Photo: Tara Donner is the incumbent in the race for a seat on the Belmont School Committee
The Belmontonian is providing candidates/campaigners of ballot questions in contested races the opportunity to make a request for votes in the final week of the election race.
All students deserve an excellent education.
This last year has created unprecedented challenges, tremendous inequities, and unparalleled obstacles for the education system beyond any we have known.
I am running for re-election to the Belmont School Committee because my role as an active public school educator teaching in the COVID environment, a BPS parent, a long-time Town Meeting Member, and an experienced School Committee member give me a unique perspective to move the Belmont Public Schools forward now and post-pandemic.
An effective School Committee member needs not only passion and ideas, but also the experience and skills to translate that passion into action. From my time growing up in Milton when I served as the student representative to the School Committee and as a 21 year-old Town Meeting Member, through my 17 years teaching middle school, and in my 20 years in Belmont, including 14 as a Town Meeting member, I’ve cultivated deep perspective about the needs of a student-centered school system. My work as a teacher during COVID is paramount to my understanding of the challenges students are facing, and their broad range of pandemic experiences. Supporting students in a virtual learning environment gives me the skill set to listen effectively to all voices, including the quiet ones, and to seek out those voices that don’t feel empowered to speak up.
The School Committee is facing many challenges. We must support the school department in executing a full return to in-person school over the next several weeks, while maintaining a meaningful remote learning program for families that need it. Even after the upcoming transition to full in-person learning, important work remains. The needs of each student will be larger than ever before, and it will take the careful oversight by experienced educators to make sure the district has a comprehensive plan of targeted support for each student. We must ensure summer school recovery programming is ready for students who have struggled this year. We must make sure that plans for the in-person opening of school for next year are educationally sound, as well as COVID-safe.
Despite the scale of immediate concerns, we cannot lose sight of the non-pandemic educational vision for our district so that we continue to build 21st century skills in our learners.
- We need to decolonize our curriculum and establish a fully inclusive, equitable, and anti-racist community. The Equity Subcommittee, which I co-founded, is a good start. I’d like to continue what we started: completing the district Equity Audit, partnering with a wider range of community members, and making sure our teaching staff reflects the diversity of our community and wider world.
- Though we successfully eliminated full-day kindergarten fees this year for the first time since the program’s inception, our fees for music, athletics, transportation, and other activities remain quite high. I’d like to make further progress reducing the undue burden of fees on families with school-age children.
- We need to ensure after-school care is fully available for any family who needs it. The after school care programs have struggled tremendously during COVID, and the School Department must work with them so families have access to the after school care they need.
- The Chenery Middle School solar array installation must be completed as one piece of the school department’s role in meeting Belmont’s Climate Action Goals.
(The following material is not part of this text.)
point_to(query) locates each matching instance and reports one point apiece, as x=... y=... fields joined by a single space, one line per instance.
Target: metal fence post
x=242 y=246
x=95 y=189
My School Committee service has given me specific knowledge about the challenges our schools face. We need to pass the override, AND we need to resolve the structural funding deficit that limits the resources needed to educate our students and support the entire community with needed services. My years serving on Town Meeting give me a deep understanding of the budgetary needs of all the departments in town and the ways in which many of the services our town provides for all ages are impacted by limited funding. Diversifying our income stream as a town is critically important so that we can fully fund our schools and seniors can afford to stay in their homes.
None of this is easy. With your vote, I will continue to devote myself to these goals as I have for the last three years. I would be honored to have your vote on April 6th.